He ascertained that there were no commercial climbers trapped above the avalanche zone or around it at present and everybody was brought down to Everest Base Camp.
As many as 450 sherpas and 400 climbers make their way up and down Everest’s dangerous slopes and negotiate numerous crevasses annually for what is considered the world’s most commercially adventurous mountain climb.
“The sherpa community and many western climbers have been rattled by this incident. Even the most seasoned mountaineer has not come across so many deaths in one day,” said Mr Ang Tsering Sherpa, President, Nepal Mountaineering Association.
He said prima facie the reason behind the avalanche appeared to be the result of constant snowfall for the past three days on the world’s tallest mountain and it’s surrounding areas. “There has been constant snowfall in that region for the past 3-4 days. The snow may not have settled well. Also ice slabs may have become unstable and must come off,” he added.

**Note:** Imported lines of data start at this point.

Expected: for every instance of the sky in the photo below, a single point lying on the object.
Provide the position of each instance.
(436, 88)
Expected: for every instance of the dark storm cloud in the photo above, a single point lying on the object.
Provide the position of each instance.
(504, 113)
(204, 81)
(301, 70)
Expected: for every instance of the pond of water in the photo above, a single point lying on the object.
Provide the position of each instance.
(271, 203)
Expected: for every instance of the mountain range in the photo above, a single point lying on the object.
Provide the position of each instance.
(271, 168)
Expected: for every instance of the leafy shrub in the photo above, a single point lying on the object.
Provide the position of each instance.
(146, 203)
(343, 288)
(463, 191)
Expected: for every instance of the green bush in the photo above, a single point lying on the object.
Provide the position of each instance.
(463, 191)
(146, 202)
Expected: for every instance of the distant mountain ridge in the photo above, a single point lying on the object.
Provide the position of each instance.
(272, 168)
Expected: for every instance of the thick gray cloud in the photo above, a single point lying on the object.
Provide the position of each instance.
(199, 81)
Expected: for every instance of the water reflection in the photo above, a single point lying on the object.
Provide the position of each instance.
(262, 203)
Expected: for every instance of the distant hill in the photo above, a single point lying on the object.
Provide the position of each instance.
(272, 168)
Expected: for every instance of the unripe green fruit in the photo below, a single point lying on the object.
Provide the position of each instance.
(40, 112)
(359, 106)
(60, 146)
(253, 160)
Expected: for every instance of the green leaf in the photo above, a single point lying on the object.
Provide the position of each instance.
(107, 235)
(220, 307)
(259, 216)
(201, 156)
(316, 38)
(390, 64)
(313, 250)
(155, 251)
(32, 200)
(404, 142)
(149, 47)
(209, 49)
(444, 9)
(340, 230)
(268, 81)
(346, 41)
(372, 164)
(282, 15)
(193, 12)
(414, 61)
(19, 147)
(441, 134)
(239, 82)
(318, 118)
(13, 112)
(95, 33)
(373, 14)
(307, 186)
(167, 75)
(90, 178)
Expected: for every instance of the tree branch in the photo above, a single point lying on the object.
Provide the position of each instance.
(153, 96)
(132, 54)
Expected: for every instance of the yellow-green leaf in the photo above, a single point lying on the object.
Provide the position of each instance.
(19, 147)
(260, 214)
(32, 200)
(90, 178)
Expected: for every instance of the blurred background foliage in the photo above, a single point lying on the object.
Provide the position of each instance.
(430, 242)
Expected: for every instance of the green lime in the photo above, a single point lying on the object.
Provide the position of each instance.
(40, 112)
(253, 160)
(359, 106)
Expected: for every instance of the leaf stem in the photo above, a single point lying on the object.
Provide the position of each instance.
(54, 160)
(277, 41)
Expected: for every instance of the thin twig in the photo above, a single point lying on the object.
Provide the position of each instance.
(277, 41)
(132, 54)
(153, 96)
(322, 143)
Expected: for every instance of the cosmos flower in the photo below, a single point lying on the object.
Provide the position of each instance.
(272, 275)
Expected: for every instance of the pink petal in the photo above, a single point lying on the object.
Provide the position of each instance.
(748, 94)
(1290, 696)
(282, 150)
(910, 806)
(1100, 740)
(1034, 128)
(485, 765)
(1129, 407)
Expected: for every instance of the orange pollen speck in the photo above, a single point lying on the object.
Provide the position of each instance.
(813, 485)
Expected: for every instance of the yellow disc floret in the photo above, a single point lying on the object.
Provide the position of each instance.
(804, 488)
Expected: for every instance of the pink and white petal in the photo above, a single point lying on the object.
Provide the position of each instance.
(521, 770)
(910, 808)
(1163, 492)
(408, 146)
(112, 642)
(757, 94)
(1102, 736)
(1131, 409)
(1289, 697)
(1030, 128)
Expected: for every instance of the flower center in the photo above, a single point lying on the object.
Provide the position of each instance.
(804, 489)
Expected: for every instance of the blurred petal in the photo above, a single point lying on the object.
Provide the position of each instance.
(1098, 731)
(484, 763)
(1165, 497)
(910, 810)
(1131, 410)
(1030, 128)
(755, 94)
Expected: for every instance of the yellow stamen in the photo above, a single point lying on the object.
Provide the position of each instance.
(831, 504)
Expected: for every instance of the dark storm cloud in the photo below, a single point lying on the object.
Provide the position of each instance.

Mr Richar Salisbury, who operates the Himalayan Database (hyperlink) in Kathmandu told The Outdoor Journal that the April 17 avalanche was indeed the most devastating one to have struck on Everest in recent times.
“The maximum human toll in a single day in Nepal’s mountaineering history till now was in 2005 when 18 mountaineers had died on Kang Guru,” he said.
He added that since the first successful ascent in 1953, at least 87 sherpas have died on both (Nepal and China) sides of Everest.